House Minority Leader Nancy Pelosi said in an e-mailed statement, "we are confident that the Supreme Court will affirm and uphold today's ruling."

Government lawyers have called the mandatory coverage provision the linchpin of the health-care law because it would bring younger and healthier people into the insurance pool. While expanding the number of people paying premiums, the law bars insurers from rejecting anyone due to pre-existing conditions.

The five people who filed the lawsuit in Washington in June 2010 claim that they and their families could face combined tax penalties of more than $27,000 if they fail to obtain insurance.
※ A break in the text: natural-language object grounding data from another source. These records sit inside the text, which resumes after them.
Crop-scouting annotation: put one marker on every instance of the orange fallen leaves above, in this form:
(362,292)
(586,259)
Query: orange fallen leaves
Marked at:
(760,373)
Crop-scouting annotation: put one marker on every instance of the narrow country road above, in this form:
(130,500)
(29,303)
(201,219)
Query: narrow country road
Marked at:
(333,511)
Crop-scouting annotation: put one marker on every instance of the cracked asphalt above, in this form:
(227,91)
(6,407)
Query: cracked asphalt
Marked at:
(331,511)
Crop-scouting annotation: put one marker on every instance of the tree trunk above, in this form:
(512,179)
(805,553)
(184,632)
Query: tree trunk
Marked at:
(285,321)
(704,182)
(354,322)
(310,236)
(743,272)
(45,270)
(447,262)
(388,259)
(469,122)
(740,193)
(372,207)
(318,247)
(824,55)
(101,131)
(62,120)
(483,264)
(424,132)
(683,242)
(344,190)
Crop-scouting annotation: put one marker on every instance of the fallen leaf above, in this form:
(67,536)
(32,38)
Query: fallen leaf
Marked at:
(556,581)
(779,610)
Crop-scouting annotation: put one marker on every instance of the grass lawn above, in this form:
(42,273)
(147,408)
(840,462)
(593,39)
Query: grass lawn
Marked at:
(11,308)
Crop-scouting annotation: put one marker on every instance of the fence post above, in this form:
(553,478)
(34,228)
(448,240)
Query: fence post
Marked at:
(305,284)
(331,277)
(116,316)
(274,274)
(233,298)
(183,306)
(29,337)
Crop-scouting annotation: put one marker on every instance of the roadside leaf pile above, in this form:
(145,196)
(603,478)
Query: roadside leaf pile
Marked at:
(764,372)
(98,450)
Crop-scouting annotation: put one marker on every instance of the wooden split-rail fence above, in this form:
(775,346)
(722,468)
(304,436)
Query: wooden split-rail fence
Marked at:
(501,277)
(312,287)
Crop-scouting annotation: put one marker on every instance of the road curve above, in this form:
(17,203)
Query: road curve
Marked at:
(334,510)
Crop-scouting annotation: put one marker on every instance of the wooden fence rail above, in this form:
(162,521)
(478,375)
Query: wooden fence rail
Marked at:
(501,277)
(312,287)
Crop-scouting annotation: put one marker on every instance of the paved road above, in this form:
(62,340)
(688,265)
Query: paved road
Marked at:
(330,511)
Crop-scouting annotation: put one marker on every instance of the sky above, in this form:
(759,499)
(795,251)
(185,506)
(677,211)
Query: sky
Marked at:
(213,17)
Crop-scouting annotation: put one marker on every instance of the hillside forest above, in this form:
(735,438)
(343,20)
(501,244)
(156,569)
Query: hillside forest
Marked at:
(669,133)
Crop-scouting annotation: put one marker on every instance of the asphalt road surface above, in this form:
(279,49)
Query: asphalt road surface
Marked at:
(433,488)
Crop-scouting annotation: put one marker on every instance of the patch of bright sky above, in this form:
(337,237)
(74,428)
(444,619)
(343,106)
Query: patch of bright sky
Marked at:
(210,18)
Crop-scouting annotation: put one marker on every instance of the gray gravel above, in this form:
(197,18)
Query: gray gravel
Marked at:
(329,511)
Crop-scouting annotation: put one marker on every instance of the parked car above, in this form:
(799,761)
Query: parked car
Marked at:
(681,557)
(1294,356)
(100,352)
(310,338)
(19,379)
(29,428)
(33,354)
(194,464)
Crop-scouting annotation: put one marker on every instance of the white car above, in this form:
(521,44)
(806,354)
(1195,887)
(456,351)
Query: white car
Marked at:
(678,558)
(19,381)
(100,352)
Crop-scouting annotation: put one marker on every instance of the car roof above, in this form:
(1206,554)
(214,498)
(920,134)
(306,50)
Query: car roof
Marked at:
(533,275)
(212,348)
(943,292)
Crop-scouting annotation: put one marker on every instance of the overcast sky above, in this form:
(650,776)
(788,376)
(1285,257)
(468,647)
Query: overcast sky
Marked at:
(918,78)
One of the plaintiffs has since been dropped from the case.

In February, U.S. District Judge Gladys Kessler ruled the mandate was lawful and dismissed their suit.

Silberman, an appointee of Republican President Ronald Reagan, was joined in upholding the Patient Protection and Affordable Care Act by Judge Harry Edwards, an appointee of Democrat Jimmy Carter.

"Silberman has been one of the leading conservative thinkers in the country for the past three decades," said Ian Millhiser, a policy analyst at the Center for American Progress, a liberal research group in Washington.

 
Nixon, Reagan

Silberman held positions in the presidential administrations of Richard Nixon, Gerald Ford and Reagan. In 1990, he was in the majority on an appeals panel that overturned the conviction of Oliver North for obstructing a congressional inquiry related to the Iran-Contra investigation.

He wrote the appellate opinion that struck down a District of Columbia law banning residents from keeping handguns in their homes on Second Amendment grounds. Silberman received the Medal of Freedom from President George W. Bush in 2008.

Today's ruling "puts to rest the notion that perceived judicial ideologies directly controlled the decisions" on constitutionality of the law, said Kevin Walsh, a law professor at the University of Richmond and a former clerk to U.S. Supreme Court Justice Antonin Scalia, in an interview.

Agreeing with government lawyers, Silberman said the health-care market is unique in that "virtually everyone will enter or affect it and because the uninsured inflict a disproportionate harm on the rest of the market," when they require care.

U.S. Circuit Judge Brett Kavanaugh, a nominee of George W. Bush, said in a dissent that he doesn't think the courts have jurisdiction to hear the case.

Kavanaugh found the penalty for failure to obtain coverage, which will first be imposed in 2015, tantamount to a tax because it's to be paid when filing federal tax return.

In his 65-page dissent, he said the Anti-Injunction Act bars courts from considering pre-enforcement lawsuits challenging the collection of taxes.

"The tax penalty is the only sanction for failing to have health insurance," he wrote. "And the IRS — and only the IRS — may assess, collect, and enforce the tax penalty."

Silberman said the law barring such suits restrains only the IRS's assessment and collection of taxes.

"It has never been applied to bar suits brought to enjoin regulatory requirements that bear no relation to tax revenues or enforcement," Silberman wrote.

Walsh said Kavanaugh's dissent shows the jurisdictional issue is still "a live one" and might spur the Supreme Court to seek argument on the Anti-Injunction Act. Both the U.S. and the law's opponents seeking review said the courts have the authority to decide its constitutionality.

The case is Seven-Sky v. Holder, 11-5047, U.S. Court of Appeals for the District of Columbia (Washington).